O azeite de oliva é um dos alimentos mais antigos e valorizados da história da humanidade. Sua origem remonta a milhares de anos atrás, em uma região que compreende o Crescente Fértil, passando pelo atual Oriente Médio até o Mediterrâneo. Mais do que um simples ingrediente culinário, o azeite tornou-se símbolo de saúde, riqueza e espiritualidade nas civilizações antigas.
A oliveira (Olea europaea) começou a ser cultivada por volta de 6000 antes de Cristo, provavelmente na região da Mesopotâmia e da atual Palestina, espalhando-se depois pela Síria, Líbano, Israel, Egito, Grécia e, posteriormente, Itália e Península Ibérica. Os primeiros povos a domesticar a planta aprenderam a extrair seu óleo por meio da prensa de madeira e pedra, desenvolvendo técnicas que, com melhorias, persistem até hoje.

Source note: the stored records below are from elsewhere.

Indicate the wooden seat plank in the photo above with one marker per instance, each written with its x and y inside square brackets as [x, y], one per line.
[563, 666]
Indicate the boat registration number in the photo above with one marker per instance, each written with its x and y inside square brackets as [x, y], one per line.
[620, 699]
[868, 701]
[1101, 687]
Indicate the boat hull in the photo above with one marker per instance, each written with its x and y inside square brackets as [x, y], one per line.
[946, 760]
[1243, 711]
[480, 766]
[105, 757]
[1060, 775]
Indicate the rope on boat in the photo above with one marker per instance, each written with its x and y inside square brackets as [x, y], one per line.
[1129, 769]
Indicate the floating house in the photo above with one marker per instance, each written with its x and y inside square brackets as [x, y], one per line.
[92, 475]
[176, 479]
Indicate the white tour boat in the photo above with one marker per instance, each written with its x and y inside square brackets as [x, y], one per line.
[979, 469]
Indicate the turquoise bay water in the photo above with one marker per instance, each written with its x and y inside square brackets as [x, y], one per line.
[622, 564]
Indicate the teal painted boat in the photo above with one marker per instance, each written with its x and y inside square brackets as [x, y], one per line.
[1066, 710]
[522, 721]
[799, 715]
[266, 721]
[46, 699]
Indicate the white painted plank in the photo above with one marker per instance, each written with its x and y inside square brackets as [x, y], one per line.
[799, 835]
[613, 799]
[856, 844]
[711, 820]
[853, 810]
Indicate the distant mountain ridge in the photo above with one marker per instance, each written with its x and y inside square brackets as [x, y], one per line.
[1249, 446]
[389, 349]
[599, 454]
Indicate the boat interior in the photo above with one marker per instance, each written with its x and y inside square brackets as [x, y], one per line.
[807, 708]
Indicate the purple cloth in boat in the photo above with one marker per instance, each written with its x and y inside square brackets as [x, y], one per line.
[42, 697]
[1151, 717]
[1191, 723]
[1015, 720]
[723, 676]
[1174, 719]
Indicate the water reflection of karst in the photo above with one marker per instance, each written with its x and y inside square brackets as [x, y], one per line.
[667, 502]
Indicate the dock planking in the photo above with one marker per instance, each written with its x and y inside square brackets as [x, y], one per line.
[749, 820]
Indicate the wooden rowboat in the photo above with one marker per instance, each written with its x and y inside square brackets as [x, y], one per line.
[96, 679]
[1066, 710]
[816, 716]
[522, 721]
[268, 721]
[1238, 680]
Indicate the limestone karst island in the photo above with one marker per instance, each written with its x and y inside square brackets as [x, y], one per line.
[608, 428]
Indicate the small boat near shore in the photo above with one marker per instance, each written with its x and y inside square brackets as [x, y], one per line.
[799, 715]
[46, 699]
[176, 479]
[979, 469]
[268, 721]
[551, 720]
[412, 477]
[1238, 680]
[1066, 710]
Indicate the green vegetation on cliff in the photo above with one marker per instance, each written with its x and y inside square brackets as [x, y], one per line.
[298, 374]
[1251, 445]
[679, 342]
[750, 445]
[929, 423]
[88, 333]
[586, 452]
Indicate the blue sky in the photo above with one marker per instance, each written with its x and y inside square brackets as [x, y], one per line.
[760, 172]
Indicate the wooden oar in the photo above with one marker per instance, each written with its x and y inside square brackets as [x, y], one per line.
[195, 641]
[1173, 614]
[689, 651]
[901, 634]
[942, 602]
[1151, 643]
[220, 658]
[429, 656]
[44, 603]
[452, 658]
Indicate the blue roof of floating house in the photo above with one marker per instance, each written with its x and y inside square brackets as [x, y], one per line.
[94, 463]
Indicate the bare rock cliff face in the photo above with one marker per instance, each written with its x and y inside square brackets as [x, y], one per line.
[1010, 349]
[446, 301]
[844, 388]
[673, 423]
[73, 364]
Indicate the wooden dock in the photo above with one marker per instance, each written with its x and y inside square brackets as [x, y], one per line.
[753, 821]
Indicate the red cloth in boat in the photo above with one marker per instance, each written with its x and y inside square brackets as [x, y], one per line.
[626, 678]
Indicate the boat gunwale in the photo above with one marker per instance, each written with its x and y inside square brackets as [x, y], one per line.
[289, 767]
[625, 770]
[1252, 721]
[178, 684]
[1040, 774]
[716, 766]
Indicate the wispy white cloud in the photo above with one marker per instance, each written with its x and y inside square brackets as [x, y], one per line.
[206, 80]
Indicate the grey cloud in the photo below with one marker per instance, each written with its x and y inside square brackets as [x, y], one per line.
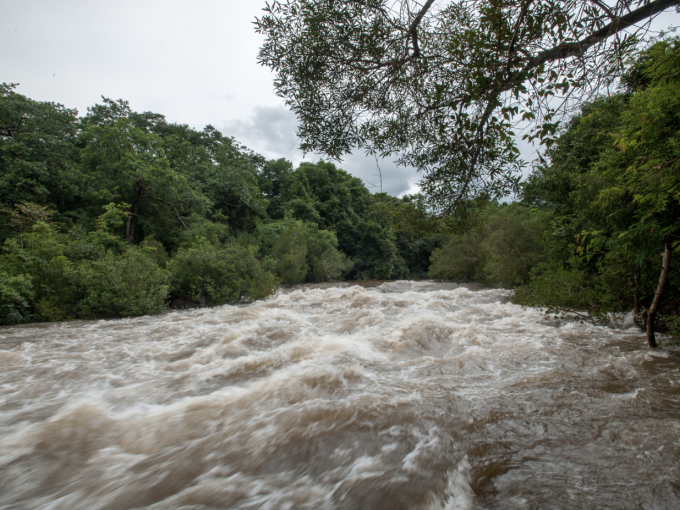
[270, 131]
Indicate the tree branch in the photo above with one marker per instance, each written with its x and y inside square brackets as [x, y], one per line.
[414, 26]
[171, 204]
[578, 48]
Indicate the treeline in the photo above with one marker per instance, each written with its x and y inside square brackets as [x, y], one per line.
[121, 213]
[599, 216]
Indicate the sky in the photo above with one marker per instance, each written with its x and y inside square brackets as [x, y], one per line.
[193, 61]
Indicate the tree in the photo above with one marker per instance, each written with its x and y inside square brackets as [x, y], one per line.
[125, 161]
[612, 184]
[443, 86]
[37, 155]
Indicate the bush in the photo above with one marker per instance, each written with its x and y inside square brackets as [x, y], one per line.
[559, 289]
[127, 285]
[500, 248]
[219, 274]
[298, 251]
[15, 295]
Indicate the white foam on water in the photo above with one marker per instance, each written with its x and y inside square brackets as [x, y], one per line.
[405, 395]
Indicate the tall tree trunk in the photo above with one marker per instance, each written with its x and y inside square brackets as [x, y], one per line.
[132, 217]
[651, 315]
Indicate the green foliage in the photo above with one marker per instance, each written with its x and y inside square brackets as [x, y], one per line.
[441, 85]
[15, 296]
[299, 251]
[499, 247]
[216, 273]
[613, 186]
[559, 290]
[121, 285]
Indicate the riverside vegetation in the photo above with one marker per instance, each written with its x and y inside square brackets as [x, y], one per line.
[118, 213]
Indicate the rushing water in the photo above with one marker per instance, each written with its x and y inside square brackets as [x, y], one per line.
[408, 395]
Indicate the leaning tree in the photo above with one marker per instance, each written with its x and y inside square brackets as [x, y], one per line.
[440, 85]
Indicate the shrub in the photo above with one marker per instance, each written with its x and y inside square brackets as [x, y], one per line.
[219, 274]
[129, 284]
[15, 295]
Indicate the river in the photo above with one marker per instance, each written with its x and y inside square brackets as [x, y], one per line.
[403, 395]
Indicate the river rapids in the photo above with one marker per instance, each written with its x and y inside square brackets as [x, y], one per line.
[403, 395]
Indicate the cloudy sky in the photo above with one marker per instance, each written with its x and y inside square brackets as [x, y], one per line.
[193, 61]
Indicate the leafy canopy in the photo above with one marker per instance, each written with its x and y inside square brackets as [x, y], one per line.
[441, 86]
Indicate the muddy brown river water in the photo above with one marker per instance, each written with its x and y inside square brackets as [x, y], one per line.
[405, 395]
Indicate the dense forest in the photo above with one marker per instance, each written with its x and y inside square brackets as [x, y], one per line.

A uso do azeite na antiguidade
Nas sociedades do Oriente Médio, o azeite era um produto central. Além da alimentação, era usado em rituais religiosos, como combustível para lamparinas, unções sagradas e até como moeda de troca. No Antigo Testamento, há inúmeras referências ao azeite, demonstrando sua importância espiritual e econômica. Entre os hebreus, era sinal de bênção e abundância. Já para os fenícios, o comércio do azeite foi crucial na sua expansão pelo Mediterrâneo.
No mundo greco-romano, o azeite atingiu um novo patamar de sofisticação. Os gregos consideravam-no um presente da deusa Atena e utilizavam-no em banhos, competições esportivas e ofertas aos deuses. Os romanos, por sua vez, industrializaram a produção, criando verdadeiras redes de cultivo, armazenamento e exportação. Anfôras com azeite romano foram encontradas em portos da África, da Ásia e da Europa, mostrando o quanto esse produto era valorizado.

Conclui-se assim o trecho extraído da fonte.